Borussia Mönchengladbach: Lars Stindl meldet sich zu Wort

„OP gut überstanden“ : Borussias Stindl meldet sich nach Operation zu Wort

Am Samstag verletzte sich Borussias Kapitän Lars Stindl beim 1:0-Sieg in Hannover. Nun hat sich der 30-Jährige via Twitter erstmals nach dem Schienbeinbruch zu Wort gemeldet.

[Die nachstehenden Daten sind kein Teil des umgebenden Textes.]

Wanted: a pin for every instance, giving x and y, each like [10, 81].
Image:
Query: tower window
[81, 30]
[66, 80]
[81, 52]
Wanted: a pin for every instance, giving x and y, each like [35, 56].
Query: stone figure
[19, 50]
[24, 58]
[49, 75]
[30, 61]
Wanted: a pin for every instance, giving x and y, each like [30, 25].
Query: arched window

Borussias Kapitän unterstützt sein Team aus dem „Off“ und hofft auf ein erfolgreiches Saisonende – das ist die wesentliche Botschaft eines Tweets, den Lars Stindl am Montagmorgen veröffentlichte. „Drücke den Jungs die Daumen für die letzten Spiele!“, ließ Stindl wissen und garnierte den Satz mit einer erhobenen Faust sowie zwei jubelnden Händen. „Jetzt erst recht erfolgreich sein“, so könnte man die Zeichensprache deuten.

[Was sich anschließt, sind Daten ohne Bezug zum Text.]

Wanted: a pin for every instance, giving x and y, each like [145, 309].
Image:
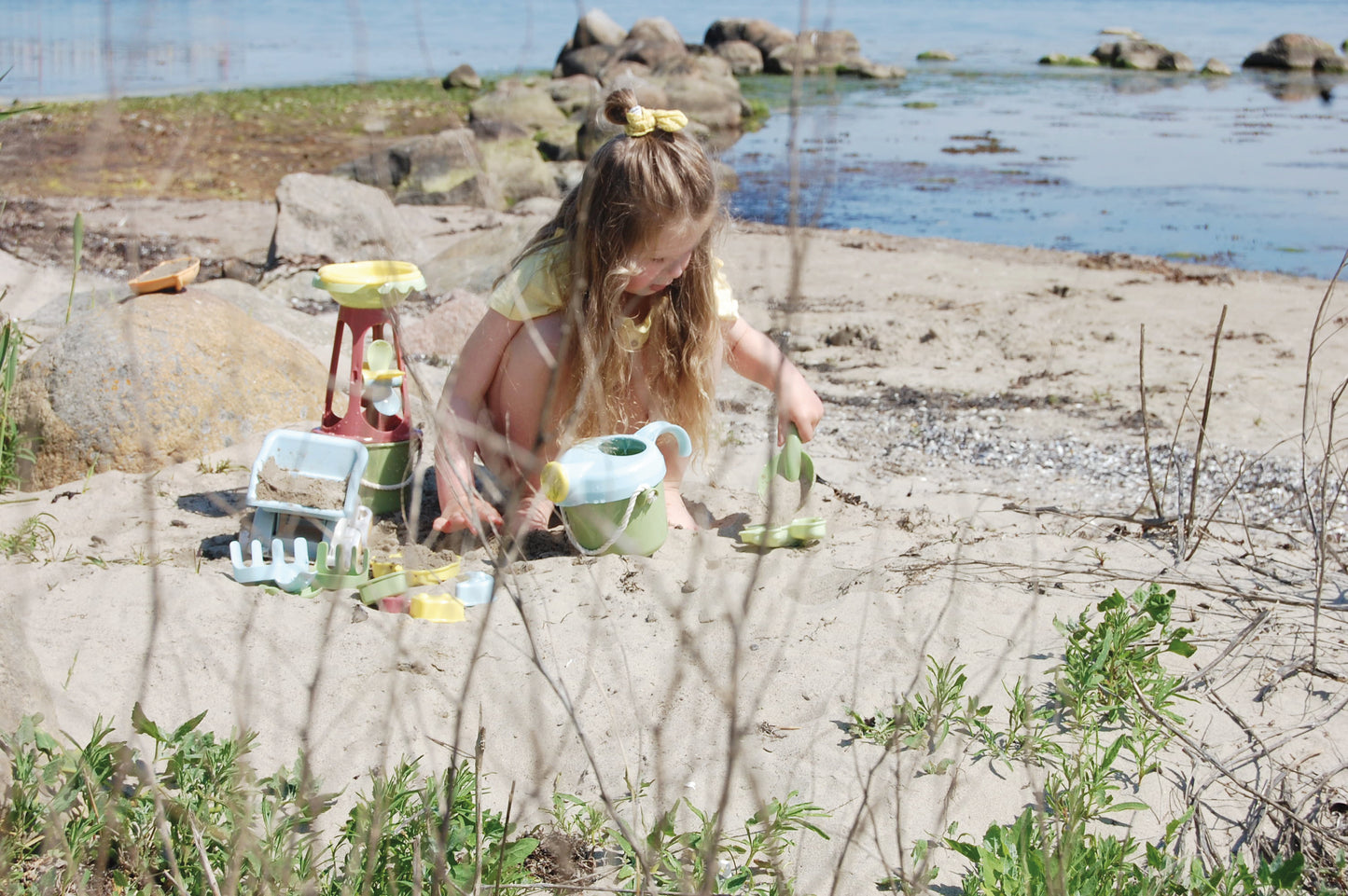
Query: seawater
[1247, 172]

Stindl hatte sich beim 1:0-Sieg der Borussen in Hannover nach nur einer halben Minute bei seiner ersten Aktion das Schienbein gebrochen und war noch am Samstag operiert worden. „OP gut überstanden“, ließ er nun wissen.

Für Stindl ist es die zweite schwere Verletzung binnen eines Jahres. Am 28. April 2018 hatte er sich auf Schalke einen Syndesmoseband-Anriss zugezogen und Anfang Oktober 2018 sein Comeback gefeiert. Nun droht erneut ein halbes Jahr Pause. Stindl weiß, was auf ihn zukommt, aber geht trotz der Tragik, die in dieser Geschichte steckt, positiv an die kommenden Wochen und Monate heran. „Jetzt steht erst mal Reha auf dem Programm, aber das kriegen wir schon hin“, schrieb Stindl.

Dass es in seinem Inneren derzeit vielleicht anders ausschaut, ist anzunehmen. Stindl weiß, wie beschwerlich der Weg zurück ist, nicht zuletzt, weil seine letzte Reha noch nicht lange zurückliegt. Doch auch damals ging er die Sache positiv an und kam fulminant zurück: Beim 3:0-Sieg beim FC Bayern am 4. Oktober spielte er erstmals wieder und erzielte gleich ein Tor. Die Erinnerung daran dürfte Stindl jetzt antreiben.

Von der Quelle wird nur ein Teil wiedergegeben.